Our Shannon RBD staff have reported high numbers of brown trout spawning in the feeder streams and rivers of our midland loughs this winter. Trout like to spawn in shallow, well oxygenated stretches of river. They need good water quality and plenty of gravel for them to dig their redds (gravel nests that the female fish dig to lay their eggs in). Big trout dig big redds and some of the redds pictured below were formed by the tails of some good sized fish.
Some of the streams where these photographs were taken benefitted from habitat restoration work under the Midland Fisheries Funds over the years, so it is great to see the hard work of angling clubs and IFI staff pay off.
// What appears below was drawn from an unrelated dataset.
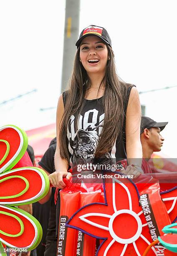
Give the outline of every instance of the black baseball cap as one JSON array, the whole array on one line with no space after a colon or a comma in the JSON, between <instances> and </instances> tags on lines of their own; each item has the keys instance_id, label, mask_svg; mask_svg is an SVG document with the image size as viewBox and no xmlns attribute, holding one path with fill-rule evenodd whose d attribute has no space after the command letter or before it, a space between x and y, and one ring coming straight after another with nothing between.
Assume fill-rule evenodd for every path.
<instances>
[{"instance_id":1,"label":"black baseball cap","mask_svg":"<svg viewBox=\"0 0 177 256\"><path fill-rule=\"evenodd\" d=\"M147 117L147 116L142 116L141 120L141 126L142 128L141 133L143 132L143 131L145 128L149 129L152 127L159 127L160 129L160 131L162 131L168 123L168 122L157 123L150 118Z\"/></svg>"},{"instance_id":2,"label":"black baseball cap","mask_svg":"<svg viewBox=\"0 0 177 256\"><path fill-rule=\"evenodd\" d=\"M79 38L76 44L77 48L79 46L81 41L84 38L89 36L98 36L106 44L111 46L111 40L106 30L104 28L95 25L90 25L84 28L81 33Z\"/></svg>"}]
</instances>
Many of the fish that spawned this winter will have been fish that were caught and released by anglers fishing the loughs in the spring and summertime; the sustainable practice of catch and release angling will help to ensure healthy stocks of wild brown trout on our loughs for generations to come.
In low water conditions a keen eye can pick out the areas of disturbed gravel – washed clean from the disturbance and raised in to a hump downstream of a slight depression in the riverbed.
If you are walking beside an Irish river or stream in the next few days keep an eye out for redds and you might even see a trout or two close by, the lack of rain in recent days will help you to spot them. Most redds will be smaller than the ones shown – as these are the work of big lough trout (or they may even be locations where numerous fish spawned in the same spot).